Molecular Underpinnings and Environmental Drivers of Spontaneous Loss of Heterozygosity in Drosophila Intestinal Stem Cells

The genome stability of adult stem cells is of particular importance as these cells maintain long-term self-renewal capacity and can contribute extensively to adult tissues. During development and aging, genome mutation leading to loss of heterozygosity (LOH) can uncover recessive phenotypes and be propagated within tissue compartments. This phenomenon occurs in normal human tissues, and is prevalent in pathological genetic conditions and cancers.
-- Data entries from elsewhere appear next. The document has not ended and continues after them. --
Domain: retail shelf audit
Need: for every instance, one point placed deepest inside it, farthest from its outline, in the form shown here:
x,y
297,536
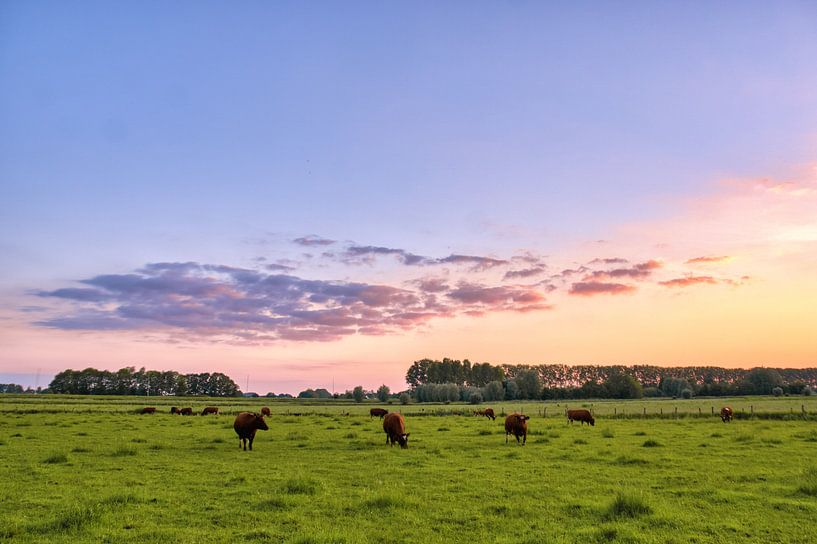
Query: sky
x,y
317,194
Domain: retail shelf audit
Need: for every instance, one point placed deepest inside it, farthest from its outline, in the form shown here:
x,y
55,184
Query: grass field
x,y
85,469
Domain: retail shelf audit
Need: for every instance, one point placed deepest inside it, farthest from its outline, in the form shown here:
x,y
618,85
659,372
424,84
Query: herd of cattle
x,y
247,423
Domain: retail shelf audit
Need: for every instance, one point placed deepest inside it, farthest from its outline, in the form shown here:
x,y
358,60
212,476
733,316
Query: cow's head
x,y
260,423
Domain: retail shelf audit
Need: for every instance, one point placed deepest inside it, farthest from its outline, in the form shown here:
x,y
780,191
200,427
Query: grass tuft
x,y
625,460
55,458
301,486
274,503
383,502
628,505
808,485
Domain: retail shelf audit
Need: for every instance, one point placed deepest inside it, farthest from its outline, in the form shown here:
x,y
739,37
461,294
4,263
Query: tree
x,y
530,386
623,386
511,390
493,391
763,380
358,394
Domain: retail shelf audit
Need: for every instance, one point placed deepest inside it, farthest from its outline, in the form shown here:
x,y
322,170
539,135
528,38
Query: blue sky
x,y
217,133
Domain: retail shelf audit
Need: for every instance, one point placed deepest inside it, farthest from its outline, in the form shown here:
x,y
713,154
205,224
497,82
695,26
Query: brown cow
x,y
246,424
488,412
581,415
517,425
395,427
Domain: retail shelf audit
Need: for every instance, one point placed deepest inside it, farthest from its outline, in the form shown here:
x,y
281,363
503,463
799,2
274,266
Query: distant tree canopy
x,y
426,371
511,382
129,381
11,388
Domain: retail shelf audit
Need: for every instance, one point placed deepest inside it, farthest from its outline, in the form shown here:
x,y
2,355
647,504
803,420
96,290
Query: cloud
x,y
279,267
708,260
222,302
313,240
612,260
636,272
589,289
689,280
478,264
365,254
524,273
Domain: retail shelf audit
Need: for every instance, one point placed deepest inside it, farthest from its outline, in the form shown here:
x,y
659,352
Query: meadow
x,y
89,469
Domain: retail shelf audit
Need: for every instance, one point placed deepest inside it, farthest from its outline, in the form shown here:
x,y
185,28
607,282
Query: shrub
x,y
628,505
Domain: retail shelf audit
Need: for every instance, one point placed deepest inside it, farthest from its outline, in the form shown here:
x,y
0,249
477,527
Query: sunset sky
x,y
294,192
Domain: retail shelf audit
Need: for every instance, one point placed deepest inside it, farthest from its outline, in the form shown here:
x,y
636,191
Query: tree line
x,y
453,380
129,381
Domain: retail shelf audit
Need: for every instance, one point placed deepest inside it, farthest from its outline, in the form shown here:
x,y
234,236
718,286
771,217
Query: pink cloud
x,y
690,280
592,288
708,260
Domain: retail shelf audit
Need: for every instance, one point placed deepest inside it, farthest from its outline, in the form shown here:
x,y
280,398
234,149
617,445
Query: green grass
x,y
320,475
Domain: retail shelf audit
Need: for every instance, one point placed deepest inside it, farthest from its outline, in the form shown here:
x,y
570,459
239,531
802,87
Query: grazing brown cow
x,y
517,425
581,415
488,412
246,423
395,427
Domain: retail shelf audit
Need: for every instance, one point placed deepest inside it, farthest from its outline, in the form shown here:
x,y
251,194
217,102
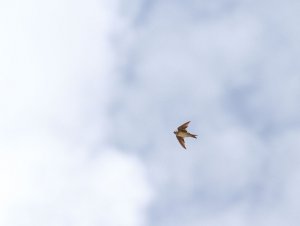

While previous studies in yeast have defined distinct DNA repair mechanisms that can promote LOH, the predominant pathways underlying LOH in complex somatic tissues of multicellular organisms arenot well understood. In addition, how environmental triggers such as pathogenic bacterial infection may impact LOH is unclear. Here, we investigate the mechanisms giving rise to LOH in adult intestinal stem cells in Drosophila. Our data indicate that infection with the enteric pathogenic bacteria, Erwinia carotovora carotovora 15 but not Pseudomonas entomophila increases LOH frequency. Using whole-genome sequencing of somatic LOH events, we demonstrate that they arise primarily via mitotic recombination. Molecular features of recombination sites and genetic evidence argue against formation via break-induced replication and instead support cross-over events arising from double Holliday junction-based repair. This study provides a mechanistic understanding of mitotic recombination in stem cells in vivo, an important mediator of LOH.